We are convinced that groundwater modeling is a great tool (but not the only one) for the sustainable management of our groundwater resources and open source software is an option to provide high quality and full featured software to any professional in the world. However the disorder in between the software, the packages, the operating systems, and even the trends create some grey areas on the use and application of groundwater modeling.
We have coded a few and we have read some documentation. We wish to code more and test all the software available but we don’t want to wait 10 years to have an complete overview of the code available now, because in 10 years new software will be available and the circle will continue. We found some common issues on the available open source software for groundwater modeling and those are listed below:
Everything is Fortran based. Because most of the code was written in Fortran, because Fortran is fast, because we say so. Actually, we don’t code in Fortran, but we know that any code has its bright side and dark side and the option for Fortran for most of the codes seems more a status-quo than a scientific reason. As an analogy, kids play Fortnite because their friends play it too; no kid wants to play a video game without interaction.
No spatial coupling. The only aquifer that exists with its origin at x=0 and y=0 are the ones located in laboratories. Real aquifers are geospatial and need a system of reference.
No temporal coupling. Scenarios of groundwater exploitation and climate change require handling variable temporal discretization related to dates. Most software handles time as a relative variable where simulation starts from time 0.
Few energy in the development of Graphical User Interfaces (GUI). Besides Model Muse, there aren’t any other good examples of a high capacity preprocessor and postprocessor unless you tweak your results to be rendered on Paraview. There is a phrase that we might consider: “Modeling with a GUI doesn’t make you dumb and modeling with the command line doesnt make you smarter”. Every mode has its pro and cons but definitely the visual part is key for teaching, for understanding and for the socialization of model results. Our dreams of a GUI where we can have a Paraview style graphics with aPython console seems to be far away.
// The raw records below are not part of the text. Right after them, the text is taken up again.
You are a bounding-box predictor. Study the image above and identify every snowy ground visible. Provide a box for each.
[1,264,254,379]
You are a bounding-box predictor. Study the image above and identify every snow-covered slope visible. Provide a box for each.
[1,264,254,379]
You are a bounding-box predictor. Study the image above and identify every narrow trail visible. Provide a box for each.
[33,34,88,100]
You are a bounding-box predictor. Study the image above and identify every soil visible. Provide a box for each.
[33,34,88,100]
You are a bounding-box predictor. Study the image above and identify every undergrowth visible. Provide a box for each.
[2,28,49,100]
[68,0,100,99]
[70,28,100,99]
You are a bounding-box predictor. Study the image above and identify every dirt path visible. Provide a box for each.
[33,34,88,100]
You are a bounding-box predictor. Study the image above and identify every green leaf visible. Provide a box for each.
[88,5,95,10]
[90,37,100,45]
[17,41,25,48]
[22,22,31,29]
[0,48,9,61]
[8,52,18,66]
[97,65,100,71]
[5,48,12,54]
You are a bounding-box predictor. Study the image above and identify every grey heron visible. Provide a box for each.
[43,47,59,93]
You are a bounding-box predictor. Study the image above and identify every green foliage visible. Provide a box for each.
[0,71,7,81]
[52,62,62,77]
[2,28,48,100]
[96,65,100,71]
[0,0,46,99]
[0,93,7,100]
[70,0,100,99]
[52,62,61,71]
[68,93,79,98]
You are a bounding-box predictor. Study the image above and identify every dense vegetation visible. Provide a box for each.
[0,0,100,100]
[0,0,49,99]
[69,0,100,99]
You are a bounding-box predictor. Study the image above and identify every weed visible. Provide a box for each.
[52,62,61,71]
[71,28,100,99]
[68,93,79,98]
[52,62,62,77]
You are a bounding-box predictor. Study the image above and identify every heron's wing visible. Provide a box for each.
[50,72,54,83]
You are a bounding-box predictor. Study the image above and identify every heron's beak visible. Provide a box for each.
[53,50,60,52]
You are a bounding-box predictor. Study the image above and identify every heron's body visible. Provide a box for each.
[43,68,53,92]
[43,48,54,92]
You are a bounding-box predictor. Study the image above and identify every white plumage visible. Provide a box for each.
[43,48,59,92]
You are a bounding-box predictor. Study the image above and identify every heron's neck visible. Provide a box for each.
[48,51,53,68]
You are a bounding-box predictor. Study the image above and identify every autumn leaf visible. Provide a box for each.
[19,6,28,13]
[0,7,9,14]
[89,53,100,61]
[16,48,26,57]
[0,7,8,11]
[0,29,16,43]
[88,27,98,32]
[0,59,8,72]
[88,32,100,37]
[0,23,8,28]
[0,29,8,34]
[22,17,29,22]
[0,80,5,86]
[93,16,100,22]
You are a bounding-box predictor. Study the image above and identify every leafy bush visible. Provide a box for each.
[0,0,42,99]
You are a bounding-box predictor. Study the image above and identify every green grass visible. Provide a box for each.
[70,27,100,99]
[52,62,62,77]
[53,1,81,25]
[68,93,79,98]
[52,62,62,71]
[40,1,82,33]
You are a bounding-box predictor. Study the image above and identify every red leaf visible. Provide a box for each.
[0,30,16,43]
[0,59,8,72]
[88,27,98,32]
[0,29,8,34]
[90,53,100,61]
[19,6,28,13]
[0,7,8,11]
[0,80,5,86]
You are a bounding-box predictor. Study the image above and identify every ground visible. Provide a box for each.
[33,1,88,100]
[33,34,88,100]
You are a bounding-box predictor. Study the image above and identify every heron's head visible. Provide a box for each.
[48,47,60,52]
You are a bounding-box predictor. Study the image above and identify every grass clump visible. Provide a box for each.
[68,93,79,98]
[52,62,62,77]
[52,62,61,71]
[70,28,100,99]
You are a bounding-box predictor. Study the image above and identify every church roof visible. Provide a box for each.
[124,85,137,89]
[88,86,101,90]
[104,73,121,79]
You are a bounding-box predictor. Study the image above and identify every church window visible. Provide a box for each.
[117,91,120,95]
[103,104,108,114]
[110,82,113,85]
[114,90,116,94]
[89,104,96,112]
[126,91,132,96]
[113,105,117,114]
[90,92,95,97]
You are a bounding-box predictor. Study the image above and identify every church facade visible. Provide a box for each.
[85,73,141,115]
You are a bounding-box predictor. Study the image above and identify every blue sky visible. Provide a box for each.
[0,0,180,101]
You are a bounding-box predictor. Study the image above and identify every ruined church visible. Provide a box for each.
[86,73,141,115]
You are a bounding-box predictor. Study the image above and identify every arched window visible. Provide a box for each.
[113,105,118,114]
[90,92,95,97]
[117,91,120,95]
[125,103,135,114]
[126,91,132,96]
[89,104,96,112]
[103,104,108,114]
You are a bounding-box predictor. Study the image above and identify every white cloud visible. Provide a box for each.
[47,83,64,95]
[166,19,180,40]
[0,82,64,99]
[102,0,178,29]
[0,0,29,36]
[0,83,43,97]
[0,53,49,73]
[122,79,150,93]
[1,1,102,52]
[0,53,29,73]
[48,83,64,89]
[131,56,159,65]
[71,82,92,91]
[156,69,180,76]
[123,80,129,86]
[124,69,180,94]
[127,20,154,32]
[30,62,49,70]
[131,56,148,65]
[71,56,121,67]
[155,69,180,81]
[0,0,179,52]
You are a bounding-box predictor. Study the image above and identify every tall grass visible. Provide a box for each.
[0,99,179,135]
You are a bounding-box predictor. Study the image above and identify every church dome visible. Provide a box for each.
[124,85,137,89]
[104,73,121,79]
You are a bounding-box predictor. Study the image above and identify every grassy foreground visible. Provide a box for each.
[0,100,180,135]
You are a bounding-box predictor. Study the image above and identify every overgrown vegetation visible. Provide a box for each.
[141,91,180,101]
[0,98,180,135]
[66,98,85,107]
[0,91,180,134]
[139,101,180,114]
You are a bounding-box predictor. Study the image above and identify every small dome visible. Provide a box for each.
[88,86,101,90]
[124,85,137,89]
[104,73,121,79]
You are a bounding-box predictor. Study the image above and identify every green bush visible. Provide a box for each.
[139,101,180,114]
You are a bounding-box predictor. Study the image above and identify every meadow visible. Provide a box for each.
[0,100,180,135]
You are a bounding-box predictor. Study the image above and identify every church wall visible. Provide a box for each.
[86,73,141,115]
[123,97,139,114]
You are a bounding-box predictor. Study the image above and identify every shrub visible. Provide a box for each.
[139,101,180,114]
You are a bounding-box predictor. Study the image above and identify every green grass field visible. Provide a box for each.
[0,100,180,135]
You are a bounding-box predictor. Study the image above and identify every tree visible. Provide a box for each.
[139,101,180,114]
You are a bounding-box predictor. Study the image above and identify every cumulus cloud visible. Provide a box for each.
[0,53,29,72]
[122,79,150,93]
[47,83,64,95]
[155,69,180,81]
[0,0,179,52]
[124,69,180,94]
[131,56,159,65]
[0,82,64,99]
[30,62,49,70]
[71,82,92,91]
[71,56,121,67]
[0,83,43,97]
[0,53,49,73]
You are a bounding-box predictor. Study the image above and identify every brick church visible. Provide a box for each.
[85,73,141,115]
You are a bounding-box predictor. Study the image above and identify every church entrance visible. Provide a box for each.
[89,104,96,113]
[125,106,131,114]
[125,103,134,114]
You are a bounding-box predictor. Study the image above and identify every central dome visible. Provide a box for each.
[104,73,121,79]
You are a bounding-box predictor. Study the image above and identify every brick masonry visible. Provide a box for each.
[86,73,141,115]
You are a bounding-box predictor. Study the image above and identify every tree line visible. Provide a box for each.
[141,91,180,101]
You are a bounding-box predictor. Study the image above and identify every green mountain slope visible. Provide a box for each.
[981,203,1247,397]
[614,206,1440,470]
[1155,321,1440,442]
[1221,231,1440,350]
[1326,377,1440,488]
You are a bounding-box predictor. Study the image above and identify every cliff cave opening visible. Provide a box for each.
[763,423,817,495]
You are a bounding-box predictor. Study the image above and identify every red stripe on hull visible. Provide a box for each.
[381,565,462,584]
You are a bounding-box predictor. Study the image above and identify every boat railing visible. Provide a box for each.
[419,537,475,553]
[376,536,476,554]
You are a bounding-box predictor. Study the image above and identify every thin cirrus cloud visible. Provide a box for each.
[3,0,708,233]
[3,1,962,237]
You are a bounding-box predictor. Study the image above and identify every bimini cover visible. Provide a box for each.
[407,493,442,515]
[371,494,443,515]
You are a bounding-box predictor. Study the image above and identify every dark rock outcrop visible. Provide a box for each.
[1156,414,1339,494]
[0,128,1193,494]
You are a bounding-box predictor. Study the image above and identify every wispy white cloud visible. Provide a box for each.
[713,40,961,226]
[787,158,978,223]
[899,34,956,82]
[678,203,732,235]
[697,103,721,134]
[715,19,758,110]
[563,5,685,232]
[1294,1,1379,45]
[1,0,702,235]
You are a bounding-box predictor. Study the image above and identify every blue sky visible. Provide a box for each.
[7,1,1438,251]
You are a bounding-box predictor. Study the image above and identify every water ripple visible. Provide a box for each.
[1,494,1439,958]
Coding anarchy. We can define anarchy as the state of disorder due to the absence of authority and that is exactly the case of the available tools of groundwater modeling. We have code that appears and does the same or 90% the same, that is the case of IWFN, WRF-HYDRO, PARFLOW, MODFLOW and MODFLOW-OWHM. The case of MODFLOW and MODFLOW-OWHM is even more confusing because both are supported by the USGS however only MODFLOW is implemented in Flopy. We should optimize the resources and talk more before releasing code that could be excellent, robust but not well “created” or created without a scope of interoperability.